At the end of the course, you will be able to:

  • read and write probabilistic programs
  • understand how probabilistic programming languages are implemented and how they can be extended
  • understand the basic and state-of-the-art probabilistic inference procedures (which are applicable beyond probabilistic programs)

Prerequisites

The target audience for this course are Master’s and PhD students. The are no formal prerequisites, but the students are expected to be comfortable with programming and mathematical notation. Basic familiarity with probability theory, artificial intelligence and machine learning is expected (equivalent to a Bachelor’s level course). We will not revise these topics during the lectures, but refresher materials are listed below.

Course Format

The course consists of several learning activities, alongside lectures by the intrstructor, with the points distributed as follows:

  • 0%: Paper reviews
  • 25%: Presentation
  • 65%: Research report
  • 10%: Participation

### Course deliverables

Paper reviews.

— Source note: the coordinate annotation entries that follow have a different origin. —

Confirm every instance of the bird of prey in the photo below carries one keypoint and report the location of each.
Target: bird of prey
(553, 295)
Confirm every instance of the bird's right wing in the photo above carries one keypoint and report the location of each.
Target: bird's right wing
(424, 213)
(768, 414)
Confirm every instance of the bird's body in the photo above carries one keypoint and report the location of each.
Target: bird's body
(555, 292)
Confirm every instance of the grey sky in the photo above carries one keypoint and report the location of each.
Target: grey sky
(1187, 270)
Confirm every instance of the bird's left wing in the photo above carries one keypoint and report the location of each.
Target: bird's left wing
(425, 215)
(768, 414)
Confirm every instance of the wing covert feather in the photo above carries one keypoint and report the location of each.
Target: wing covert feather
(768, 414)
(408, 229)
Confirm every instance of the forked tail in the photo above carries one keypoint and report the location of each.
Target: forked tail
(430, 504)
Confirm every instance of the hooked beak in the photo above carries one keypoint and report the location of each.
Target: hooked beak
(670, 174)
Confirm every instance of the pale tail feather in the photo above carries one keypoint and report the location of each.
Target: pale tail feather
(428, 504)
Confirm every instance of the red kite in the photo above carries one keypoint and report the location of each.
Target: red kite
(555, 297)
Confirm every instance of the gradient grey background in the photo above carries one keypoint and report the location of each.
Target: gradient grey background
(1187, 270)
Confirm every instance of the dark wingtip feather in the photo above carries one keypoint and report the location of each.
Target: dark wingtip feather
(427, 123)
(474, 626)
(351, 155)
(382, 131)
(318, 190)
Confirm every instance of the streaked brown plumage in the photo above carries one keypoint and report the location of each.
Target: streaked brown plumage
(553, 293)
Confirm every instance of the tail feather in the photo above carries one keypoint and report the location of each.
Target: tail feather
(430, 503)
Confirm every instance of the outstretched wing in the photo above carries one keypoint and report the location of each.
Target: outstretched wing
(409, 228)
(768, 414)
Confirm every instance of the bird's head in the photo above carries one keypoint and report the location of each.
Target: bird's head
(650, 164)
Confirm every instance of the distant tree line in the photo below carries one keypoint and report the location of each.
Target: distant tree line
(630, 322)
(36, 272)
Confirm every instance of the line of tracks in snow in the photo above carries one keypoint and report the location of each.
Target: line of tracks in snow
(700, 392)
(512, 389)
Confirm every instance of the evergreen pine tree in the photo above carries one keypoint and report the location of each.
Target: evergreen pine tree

The course will take the format of a research seminar. This means that there will be no textbook and blackboard lectures; instead, we will be reading and discussing state of the art papers in the field. Consequently, you are expected to come prepared for the class by reading one of the papers covered in the lecture. As a preparation for the class, you have to write a review of that paper. The reviews consist of a few questions that help you understand the paper to sufficient extend; they will point out important points, what you should pay attention to, and which part you can avoid. Scientific articles are not always easy to read as they are typically written for people that already know a lot about the field; the review questions help you navigate that. The reviews are not graded, but are essential preparation for the classes. After the lectures, you will receive prototypical answers that help you to track your progress. These questions are in the Miro boards associated with the paper, and you should submit them in Brightspace.

Paper presentation. Only the classes in the first two weeks will be typical lectures; the goal of these lectures is to set all of you at the same starting point. Starting in week 3, you will take the lead role.

In every lecture, we will cover 2 papers on arelated topic. Each paper will be presented by a student taking the course. You choose which paper you present. for every lecture, you are expect to read only one paper out of the 2 we cover; you will learn about the other one from the presentation of your classmate.

For the paper you are responsible, you will understand the paper in details, including searching for additional literature that helps you to understand the paper and why it works, and present it to your colleagues. You are allowed to use any material from the Web for your presentations.

Your objective for the presentation: explain the core idea behind the assigned paper in clearest terms possible. Don’t try to cover everything in the paper, identify important and essential parts. Convey the intuitions before the math.

Lastly, schedule a meeting with me at least 2 days before your presentation for the feedback.

Research report. The largest part of your grade and efforts goes to a research report. In contrast to standard courses, the goal of this course is not for you to just soak up what you have been thought; instead, the goal is to go beyond the materials and think about strengths and weaknesses, and how to overcome them.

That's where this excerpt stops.